Well, yes, the BRK tags should be conserved with the lt and gt character references converted to < and > (everything that's "in the text", i.e. everything that isn't part of the HTML markup should stay in).
Frankly, most of your actual code went right over my head. I'm pretty new to perl and programming in general.
I'm not sure what you mean about the the numerical entities not being in the file. They are in the original HTML file and should be converted to the appropriate characters, e.g. 336 is the accented letter Ő.
Either way, now I have a solution I'm happy with (the workaround I posted).
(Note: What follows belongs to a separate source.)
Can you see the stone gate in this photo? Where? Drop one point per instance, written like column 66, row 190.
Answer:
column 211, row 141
It's not elegant, but it does everything I want it to so I think I'll stick with it.
By the way, it's pretty surprising that there seems to be no foolproof HTML->txt converter module that would just let you just provide a path to an HTML file and spit out a UTF-8 txt with the right line breaks, all the character entities decoded etc.
I.e. instead of the 20 or so lines you and I posted, it should be
#! /usr/bin/perl use warnings; use strict; use HTML::Convert; HTML::Convert(file.html);
... and you'd get file.txt created in the same folder.